The Doctor laughs, and it’s raw and ragged, but Rose takes it as a win anyway. She grins, catching her tongue between her teeth just because she knows it’ll make him smile back, and watches as his fingers unclench from around the mug and settle on top of hers, cool and dry, barely shivering.
“I’m sorry,” says Rose, abruptly, “about earlier. What I said – I was scared, yeah, but just ‘cause I’d never seen you that angry, and I was just – you could never,” and her voice is vehement, rising in pitch till it cracks and she really, really doesn't care, “you could never become anything I wouldn’t trust completely, Doctor.”
“I pointed a gun at you, Rose,” the Doctor says, soft and rough, “I nearly let you die twenty feet underground in a concrete tomb. Don’t go telling me what I could and couldn’t do.”
He pushes his chair back, scraping it loud and violent against the floor, and stands to go. Rose watches him for a long moment, this scarecrow of a man with his long limbs and harsh face and black-clad sorrow, and launches herself at him in a hug.
The Doctor’s not a small man, and Rose comes up about as high as his broad shoulders under normal circumstances, but she’s hopped up on adrenaline and high aching emotion and also twisting and leaping awkwardly out of a kitchen chair, and her arms tangle artlessly but sturdily around his shoulders and across the back of his neck, and she buries her head in his chest right between his hearts and stands up on her tiptoes and holds on.

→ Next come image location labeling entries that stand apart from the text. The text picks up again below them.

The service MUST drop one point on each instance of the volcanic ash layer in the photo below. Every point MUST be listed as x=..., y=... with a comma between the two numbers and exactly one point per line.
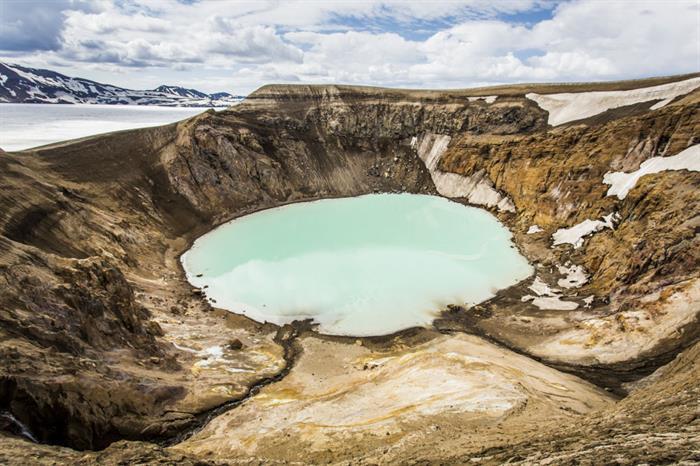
x=106, y=347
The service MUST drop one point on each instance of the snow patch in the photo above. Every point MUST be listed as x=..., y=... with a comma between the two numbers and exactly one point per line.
x=621, y=183
x=575, y=234
x=566, y=107
x=489, y=99
x=575, y=276
x=477, y=188
x=547, y=298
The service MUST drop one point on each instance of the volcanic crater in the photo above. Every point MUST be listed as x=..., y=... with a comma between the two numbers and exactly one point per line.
x=111, y=356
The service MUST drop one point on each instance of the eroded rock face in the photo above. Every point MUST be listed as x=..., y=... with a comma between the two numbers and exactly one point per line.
x=102, y=339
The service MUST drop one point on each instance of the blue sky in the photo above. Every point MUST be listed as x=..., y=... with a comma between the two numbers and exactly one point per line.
x=238, y=46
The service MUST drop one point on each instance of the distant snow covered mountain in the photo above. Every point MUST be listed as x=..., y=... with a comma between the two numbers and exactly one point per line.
x=19, y=84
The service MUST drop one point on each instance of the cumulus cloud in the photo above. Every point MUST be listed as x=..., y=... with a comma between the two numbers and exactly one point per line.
x=377, y=42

After a moment, she feels a pair of wiry green-jumpered arms wrap tight around her waist and pull her closer, feels a sharp chin tuck itself down over her left shoulder, feels the double heartbeat pattering against her cheek stutter and then slow, and she pretends she doesn’t feel the dampness growing at the back of her shirt. She can hear the Doctor breathing, a sharp gasp and then slow and deep, and presses her face against his jumper and doesn’t open her eyes.
Slowly, gently, the Doctor untangles himself from her grasp, setting her down with her feet flat on the floor. “Go to sleep, Rose Tyler,” he says, and his voice is warm, and his eyes are still shadowed but not as much as they were, and his touch on her shoulder is tender and light.
Rose smiles. “Goodnight, Doctor,” she says, and goes.